The current objective is to make an embedded and filtered simulation request needed for the pp 500GeV dijet cross-section measurment. Progress has been made to determine the bias of the pythia level dijet filter and trigger filter. We now examine the effects embedding zerobias events into simulation has on the distributions of several observables. I do this by comparing the output of the bfc macros implemented for the pp 200GeV Dijet simulation request (see first attachment) and pp 500 W Analysis embedded simulation request (see second macro). Note that for the embedded simulation 1242 events were thrown and in the simulation-only case 1200 events were thrown.

 

First, we look at jet distributions:

 

Fig 1: Jet pT spectrum for simulation (top) and embedded simulation (bottom).

 

Fig 2: Jet phi distribution for simulation (top) and embedded simulation (bottom)

 

Fig 3: Jet Eta spectrum of simulation (top) and embedded simulation (bottom)

 

Now we examine the tracks within the jets:

 

Fig 4: Track pT spectrum for simulation (top) and embedded simulation (bottom).

 

 

 

Fig 5: Track phi spectrum for simulation (top) and embedded simulation (bottom).

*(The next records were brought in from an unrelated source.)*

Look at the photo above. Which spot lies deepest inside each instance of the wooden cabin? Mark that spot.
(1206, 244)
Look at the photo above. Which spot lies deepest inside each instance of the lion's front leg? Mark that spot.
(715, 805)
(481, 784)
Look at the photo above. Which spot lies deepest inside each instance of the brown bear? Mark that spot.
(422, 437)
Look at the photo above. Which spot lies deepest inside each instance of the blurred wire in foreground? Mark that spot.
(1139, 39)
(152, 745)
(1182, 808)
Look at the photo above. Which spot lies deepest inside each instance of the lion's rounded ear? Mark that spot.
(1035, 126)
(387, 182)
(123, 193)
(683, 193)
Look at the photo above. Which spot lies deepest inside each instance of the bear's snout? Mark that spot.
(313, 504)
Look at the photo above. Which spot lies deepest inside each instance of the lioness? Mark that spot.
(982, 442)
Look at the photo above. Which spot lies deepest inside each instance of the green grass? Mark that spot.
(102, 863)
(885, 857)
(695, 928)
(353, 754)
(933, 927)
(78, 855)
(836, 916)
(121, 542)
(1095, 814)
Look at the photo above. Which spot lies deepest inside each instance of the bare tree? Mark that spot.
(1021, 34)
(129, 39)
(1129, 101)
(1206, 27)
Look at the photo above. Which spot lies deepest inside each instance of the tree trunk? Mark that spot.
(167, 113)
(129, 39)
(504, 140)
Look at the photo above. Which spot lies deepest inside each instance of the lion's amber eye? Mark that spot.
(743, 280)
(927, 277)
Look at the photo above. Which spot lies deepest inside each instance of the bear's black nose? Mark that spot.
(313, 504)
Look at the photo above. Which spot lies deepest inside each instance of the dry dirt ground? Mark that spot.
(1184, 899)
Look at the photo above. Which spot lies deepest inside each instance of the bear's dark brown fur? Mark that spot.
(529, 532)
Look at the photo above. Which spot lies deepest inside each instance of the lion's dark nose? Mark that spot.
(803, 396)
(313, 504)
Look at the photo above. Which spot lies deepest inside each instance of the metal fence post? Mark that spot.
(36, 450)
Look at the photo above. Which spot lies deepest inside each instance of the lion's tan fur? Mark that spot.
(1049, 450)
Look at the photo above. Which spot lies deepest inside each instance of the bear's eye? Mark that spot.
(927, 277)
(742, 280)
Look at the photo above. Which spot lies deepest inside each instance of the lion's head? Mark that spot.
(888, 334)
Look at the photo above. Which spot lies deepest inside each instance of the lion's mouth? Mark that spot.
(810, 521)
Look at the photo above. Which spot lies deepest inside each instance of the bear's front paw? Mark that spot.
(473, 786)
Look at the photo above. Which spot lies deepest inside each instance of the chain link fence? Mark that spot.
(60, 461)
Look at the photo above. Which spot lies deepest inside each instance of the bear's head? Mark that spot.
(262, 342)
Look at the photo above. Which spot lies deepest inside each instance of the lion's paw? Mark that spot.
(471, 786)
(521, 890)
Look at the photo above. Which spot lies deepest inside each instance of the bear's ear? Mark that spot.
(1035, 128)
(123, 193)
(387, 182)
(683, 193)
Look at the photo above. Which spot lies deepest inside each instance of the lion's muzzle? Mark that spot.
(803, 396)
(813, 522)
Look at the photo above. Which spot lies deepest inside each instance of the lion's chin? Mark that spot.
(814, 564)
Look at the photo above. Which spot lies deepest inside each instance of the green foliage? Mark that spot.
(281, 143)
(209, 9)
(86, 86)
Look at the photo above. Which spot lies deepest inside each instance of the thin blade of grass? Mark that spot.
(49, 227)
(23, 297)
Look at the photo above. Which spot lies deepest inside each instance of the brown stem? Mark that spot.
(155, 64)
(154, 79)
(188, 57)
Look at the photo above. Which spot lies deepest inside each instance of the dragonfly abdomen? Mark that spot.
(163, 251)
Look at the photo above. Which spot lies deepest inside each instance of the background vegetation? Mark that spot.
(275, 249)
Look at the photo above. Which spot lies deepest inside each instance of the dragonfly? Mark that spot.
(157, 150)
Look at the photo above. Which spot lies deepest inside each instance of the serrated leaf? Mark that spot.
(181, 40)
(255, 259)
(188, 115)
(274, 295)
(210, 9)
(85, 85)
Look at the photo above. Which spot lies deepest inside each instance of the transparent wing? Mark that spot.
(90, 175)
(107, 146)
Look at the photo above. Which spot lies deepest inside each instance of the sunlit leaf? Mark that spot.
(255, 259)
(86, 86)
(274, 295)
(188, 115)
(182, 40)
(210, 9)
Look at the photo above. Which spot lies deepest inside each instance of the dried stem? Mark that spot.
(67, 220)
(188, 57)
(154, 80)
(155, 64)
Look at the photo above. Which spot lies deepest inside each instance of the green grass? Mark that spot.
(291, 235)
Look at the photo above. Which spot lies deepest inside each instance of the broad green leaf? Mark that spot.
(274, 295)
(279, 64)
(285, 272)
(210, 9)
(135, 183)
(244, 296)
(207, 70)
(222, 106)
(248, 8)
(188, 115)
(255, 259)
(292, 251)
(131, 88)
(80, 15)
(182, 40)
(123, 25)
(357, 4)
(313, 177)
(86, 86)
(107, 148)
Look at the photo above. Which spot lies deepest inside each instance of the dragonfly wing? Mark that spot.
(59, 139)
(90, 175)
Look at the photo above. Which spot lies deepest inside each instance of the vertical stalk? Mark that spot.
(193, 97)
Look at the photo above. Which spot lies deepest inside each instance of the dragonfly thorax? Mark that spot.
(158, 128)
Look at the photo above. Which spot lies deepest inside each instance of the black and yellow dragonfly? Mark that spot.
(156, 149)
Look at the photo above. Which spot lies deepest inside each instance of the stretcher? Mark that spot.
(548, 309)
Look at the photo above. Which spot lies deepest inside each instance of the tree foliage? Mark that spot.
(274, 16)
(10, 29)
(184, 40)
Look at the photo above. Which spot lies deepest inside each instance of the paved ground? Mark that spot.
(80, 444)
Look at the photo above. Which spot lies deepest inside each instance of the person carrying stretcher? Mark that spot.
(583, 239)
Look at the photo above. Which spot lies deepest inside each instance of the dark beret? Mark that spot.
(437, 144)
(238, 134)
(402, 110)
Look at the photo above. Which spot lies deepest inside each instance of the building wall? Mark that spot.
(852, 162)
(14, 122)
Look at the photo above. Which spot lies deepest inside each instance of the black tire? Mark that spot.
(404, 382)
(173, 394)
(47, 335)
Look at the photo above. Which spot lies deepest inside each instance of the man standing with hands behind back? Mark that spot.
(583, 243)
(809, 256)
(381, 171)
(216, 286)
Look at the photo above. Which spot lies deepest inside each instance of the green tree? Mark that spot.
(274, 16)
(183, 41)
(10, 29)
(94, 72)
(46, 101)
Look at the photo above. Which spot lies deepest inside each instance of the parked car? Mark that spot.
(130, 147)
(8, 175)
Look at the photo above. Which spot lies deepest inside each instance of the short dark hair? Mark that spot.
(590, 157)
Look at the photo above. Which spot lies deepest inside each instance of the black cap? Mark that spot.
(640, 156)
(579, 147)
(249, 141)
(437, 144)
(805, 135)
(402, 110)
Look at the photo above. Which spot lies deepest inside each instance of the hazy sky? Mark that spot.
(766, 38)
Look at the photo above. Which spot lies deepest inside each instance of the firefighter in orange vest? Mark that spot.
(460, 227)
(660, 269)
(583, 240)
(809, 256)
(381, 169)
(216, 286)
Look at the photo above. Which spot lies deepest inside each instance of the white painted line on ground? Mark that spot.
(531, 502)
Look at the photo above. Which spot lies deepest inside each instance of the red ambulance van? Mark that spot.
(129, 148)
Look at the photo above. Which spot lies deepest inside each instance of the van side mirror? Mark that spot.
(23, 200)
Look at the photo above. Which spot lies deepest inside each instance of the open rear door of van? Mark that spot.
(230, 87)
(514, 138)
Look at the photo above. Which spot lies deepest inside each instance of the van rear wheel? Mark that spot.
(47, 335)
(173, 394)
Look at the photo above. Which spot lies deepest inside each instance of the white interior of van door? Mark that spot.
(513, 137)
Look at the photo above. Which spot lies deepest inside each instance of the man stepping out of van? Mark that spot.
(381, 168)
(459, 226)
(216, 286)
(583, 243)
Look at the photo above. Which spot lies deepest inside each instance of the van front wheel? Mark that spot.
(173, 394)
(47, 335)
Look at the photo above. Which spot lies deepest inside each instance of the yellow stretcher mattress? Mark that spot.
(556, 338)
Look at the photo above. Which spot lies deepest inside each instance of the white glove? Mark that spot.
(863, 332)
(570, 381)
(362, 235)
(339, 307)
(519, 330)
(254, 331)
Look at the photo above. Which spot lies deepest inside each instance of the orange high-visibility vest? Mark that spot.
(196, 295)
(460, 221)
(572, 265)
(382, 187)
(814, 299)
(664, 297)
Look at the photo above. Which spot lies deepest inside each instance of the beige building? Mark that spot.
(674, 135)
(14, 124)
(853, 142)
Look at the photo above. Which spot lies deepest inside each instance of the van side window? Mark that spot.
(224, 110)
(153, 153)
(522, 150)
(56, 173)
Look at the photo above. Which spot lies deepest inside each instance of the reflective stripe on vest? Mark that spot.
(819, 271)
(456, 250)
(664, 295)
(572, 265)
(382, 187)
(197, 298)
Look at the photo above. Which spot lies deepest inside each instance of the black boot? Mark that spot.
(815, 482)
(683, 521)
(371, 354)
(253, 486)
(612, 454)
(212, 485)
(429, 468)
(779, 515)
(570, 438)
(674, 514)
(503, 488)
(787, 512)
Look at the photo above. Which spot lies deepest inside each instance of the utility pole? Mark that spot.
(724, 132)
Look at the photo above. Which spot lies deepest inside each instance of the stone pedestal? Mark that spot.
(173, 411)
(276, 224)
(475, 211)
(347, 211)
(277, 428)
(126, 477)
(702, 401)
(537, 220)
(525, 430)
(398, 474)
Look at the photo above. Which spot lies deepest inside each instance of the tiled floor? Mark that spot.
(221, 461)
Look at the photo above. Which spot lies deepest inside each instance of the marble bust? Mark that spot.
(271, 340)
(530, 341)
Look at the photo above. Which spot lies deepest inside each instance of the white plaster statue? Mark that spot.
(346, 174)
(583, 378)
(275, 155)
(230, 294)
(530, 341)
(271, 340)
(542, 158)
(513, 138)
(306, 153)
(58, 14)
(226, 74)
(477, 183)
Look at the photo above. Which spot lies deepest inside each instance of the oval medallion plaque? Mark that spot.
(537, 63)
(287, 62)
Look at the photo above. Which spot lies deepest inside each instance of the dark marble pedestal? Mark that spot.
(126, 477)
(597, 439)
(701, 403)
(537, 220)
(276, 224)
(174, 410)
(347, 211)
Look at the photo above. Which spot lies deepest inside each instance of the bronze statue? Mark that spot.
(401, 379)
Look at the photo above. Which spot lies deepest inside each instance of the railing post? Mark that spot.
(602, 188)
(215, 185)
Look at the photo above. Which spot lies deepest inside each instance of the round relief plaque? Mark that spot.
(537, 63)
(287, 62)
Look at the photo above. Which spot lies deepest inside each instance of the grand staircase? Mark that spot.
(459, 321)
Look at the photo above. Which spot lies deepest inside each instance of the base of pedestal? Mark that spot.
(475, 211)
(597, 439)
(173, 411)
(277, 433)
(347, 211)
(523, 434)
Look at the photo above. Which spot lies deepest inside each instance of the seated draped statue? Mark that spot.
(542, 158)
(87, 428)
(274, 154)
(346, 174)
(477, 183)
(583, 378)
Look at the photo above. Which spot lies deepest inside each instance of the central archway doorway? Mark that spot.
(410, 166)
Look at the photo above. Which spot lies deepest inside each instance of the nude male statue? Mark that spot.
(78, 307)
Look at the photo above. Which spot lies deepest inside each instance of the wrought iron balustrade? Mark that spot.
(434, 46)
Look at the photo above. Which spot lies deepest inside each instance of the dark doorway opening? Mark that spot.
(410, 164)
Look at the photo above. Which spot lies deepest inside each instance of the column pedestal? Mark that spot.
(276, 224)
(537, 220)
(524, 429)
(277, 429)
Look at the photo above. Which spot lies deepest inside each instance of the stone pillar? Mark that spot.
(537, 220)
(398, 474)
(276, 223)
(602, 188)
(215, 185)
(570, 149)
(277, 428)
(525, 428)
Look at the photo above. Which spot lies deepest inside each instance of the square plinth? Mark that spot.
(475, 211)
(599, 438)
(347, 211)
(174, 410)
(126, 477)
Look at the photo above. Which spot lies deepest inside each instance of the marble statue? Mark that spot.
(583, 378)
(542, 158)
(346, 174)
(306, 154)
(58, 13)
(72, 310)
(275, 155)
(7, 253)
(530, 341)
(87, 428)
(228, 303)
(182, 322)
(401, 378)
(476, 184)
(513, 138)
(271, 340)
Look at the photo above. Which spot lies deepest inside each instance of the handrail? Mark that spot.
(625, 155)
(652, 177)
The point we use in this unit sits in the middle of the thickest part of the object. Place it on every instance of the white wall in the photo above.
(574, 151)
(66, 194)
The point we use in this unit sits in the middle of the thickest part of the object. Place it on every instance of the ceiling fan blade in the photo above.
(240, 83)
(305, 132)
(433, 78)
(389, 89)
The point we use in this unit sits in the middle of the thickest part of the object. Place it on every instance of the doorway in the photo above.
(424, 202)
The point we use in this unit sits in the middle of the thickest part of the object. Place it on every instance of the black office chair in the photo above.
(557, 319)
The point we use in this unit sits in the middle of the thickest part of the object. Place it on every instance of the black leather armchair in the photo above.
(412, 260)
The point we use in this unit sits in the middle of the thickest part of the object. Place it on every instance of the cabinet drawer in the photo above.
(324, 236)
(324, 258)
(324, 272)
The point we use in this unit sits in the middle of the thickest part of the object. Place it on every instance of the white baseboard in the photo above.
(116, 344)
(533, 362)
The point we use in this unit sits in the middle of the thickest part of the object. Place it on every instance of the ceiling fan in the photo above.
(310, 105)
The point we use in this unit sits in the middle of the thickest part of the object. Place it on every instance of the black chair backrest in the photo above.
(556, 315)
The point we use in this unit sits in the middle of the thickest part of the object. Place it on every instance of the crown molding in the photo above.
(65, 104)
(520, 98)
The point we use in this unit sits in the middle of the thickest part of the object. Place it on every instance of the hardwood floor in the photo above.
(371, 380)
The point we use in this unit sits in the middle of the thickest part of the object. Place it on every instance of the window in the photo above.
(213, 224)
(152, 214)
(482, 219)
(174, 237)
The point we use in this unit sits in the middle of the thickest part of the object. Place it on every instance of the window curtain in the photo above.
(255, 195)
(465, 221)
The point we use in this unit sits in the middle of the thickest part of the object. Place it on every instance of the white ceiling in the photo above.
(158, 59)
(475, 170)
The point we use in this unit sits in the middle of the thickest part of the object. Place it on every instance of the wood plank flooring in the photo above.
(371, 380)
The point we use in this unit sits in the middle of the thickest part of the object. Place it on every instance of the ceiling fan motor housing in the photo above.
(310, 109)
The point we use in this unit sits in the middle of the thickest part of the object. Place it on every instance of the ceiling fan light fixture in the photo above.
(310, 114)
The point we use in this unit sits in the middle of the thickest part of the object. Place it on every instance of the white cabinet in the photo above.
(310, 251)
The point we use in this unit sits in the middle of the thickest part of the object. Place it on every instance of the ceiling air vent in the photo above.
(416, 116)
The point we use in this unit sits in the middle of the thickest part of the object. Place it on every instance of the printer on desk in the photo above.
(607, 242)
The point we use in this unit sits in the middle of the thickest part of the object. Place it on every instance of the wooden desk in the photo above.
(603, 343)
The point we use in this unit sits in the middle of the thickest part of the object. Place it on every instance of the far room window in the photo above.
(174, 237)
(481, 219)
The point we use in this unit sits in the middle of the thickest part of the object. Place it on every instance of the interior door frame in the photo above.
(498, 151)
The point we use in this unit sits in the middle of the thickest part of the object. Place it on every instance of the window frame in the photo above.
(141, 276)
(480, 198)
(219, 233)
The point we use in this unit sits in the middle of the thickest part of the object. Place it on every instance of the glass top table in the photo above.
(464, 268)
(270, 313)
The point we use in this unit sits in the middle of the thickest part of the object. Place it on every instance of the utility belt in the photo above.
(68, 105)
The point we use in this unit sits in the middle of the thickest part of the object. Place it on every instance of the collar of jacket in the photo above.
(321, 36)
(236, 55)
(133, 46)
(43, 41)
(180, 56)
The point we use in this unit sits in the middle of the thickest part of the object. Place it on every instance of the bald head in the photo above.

Fig 6: Track eta spectrum for simulation (top) and embedded simulation (bottom).

 

Now to examine the Tower in the jet distributions:

 

Fig 7: Tower E spectrum for simulation (top) and embedded simulation (bottom).

Fig 8: Tower phi spectrum for simulation (top) and embedded simulation (bottom).

 

Fig 9: Tower eta spectrum for simulation (top) and embedded simulation (bottom).

 

The Embedding process seems to be working properly and all distributions appear to behave as expected. Since we have examined the performance of the dijet pythia filter and trigger filter on straight simulation (see link), we now want to examine the performance of the filters using the embedded scenario. We examined the pT bin with the largest filter bias (pT bin 25-35 GeV) from the previous study. The results can be seen in the following table:

 

Table 1: Performance of the Dijet Filter Test

pT Bin	Events Thrown	Events Passing Pythia Filter	Events Passing Pythia Filter & Trigger	Events Failing Pythia Filter but had dijets after BFC	Events Failing Pythia Filter but had dijets after BFC & Passed the Trigger	Events Passing Trigger Filter	Events needed for 1pb-1
25-35	11157	6636	5154	39	24	7756

 

CONCLUSIONS:  

As expected embeddeding zero bias events in simulation decreases the average jet pT and jet track pT.  In spite of slightly more events being thrown, it can been seen from the plots above that number of jets and tracks within the jets are in fact less in the embedded scenario. However, the number of towers within a jet slightly increase. We suspect this to be the result of split/merge effects. The distribution of zero bias events causes low pT jets to be split instead of merged and therefore not satisfy the 5GeV jet pT threshold. Ultimately, causing the number of jets to decrease.